Coronavirus cases in Pakistan surge to 189


The total number of coronavirus cases in Pakistan’s Sindh province, bordering Iran, on Tuesday (March 17) rose to 155, bringing the country’s tally of COVID-19 infections to 189, an official said.

Official said that Sindh has 155 positive cases, followed by Khyber Pakhtunkhwa with 15, Balochistan 10, Gilgit-Baltistan 5, Islamabad 2 and Punjab 1. “So far 119 patients in Sukkur have tested positive while 115 tested negative. In addition to this, 36 tested positive in the province 34 under treatment and two cured,” Spokesperson for the Sindh government Barrister Murtaza Wahab on Tuesday tweeted.

Provincial authorities on Tuesday confirmed five new cases of the novel coronavirus in the Sindh province, pushing the country’s tally of confirmed COVID-19 cases to 189, Wahab was quoted as saying by the Express Tribune.

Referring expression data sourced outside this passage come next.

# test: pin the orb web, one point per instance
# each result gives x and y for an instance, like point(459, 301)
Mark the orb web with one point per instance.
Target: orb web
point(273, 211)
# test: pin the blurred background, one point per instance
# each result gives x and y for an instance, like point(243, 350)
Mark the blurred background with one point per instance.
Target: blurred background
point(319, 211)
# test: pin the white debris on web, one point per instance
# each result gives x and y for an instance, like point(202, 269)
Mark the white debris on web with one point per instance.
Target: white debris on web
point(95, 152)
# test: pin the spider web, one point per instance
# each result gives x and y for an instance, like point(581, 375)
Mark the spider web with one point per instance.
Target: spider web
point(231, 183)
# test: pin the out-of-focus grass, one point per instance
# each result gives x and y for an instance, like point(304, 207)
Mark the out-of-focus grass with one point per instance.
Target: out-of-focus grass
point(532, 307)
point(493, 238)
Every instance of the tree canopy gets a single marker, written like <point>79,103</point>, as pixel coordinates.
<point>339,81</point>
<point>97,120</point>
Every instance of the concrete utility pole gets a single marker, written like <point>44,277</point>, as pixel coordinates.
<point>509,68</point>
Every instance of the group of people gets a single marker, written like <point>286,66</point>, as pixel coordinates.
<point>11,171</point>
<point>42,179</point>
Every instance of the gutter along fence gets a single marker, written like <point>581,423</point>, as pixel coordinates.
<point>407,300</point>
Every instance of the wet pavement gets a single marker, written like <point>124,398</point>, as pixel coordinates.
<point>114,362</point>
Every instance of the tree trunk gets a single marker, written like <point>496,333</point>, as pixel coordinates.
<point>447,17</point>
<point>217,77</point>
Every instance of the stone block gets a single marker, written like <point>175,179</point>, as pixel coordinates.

The number of quarantined pilgrims in Taftan where over 9,000, who have returned from Iran and have been quarantined by the Balochistan government in a tent city, the report added. After completing the 14-day incubation period, the pilgrims were allowed to travel back to their cities. However, Sindh and Khyber Pakhtunkhwa sent the pilgrims to isolation facilities in Sukkur and Dera Ismail Khan and tested them before allowing further travel.

Sindh Chief Minister Murad Ali Shah accused in a press conference that pilgrims were not properly isolated at Taftan and were kept together.

Meanwhile, government is taking steps to contain the pandemic as authorities in Punjab province converted all public sector universities hostels into quarantine centres as an immediate arrangement.

Officials said that universities were informed in the province to clean all hostels and shift the belongings of students, if there were any, to store rooms after properly tagging them for identity.

The Prime Minister’s Advisor on Health Dr Zafar Mirza said that all educational institutions have been closed and their staff stopped from attending the institutions. The virus that first emerged in China’s Wuhan city in the Hubei province in December last year has spread to 155 countries, infected 182,405 people and has claimed 7,154 lives, according to the Johns Hopkins Coronavirus tracker.

China remains the hardest-hit with 80,881 infections and 3,226 deaths by the end of Monday. After China, Italy and Iran are the two worst-affected countries. Among other things, it decided to close down the western border with Afghanistan and Iran. It also ordered the closure of all education institutions in Pakistan till April 5 in view of the virus outbreak.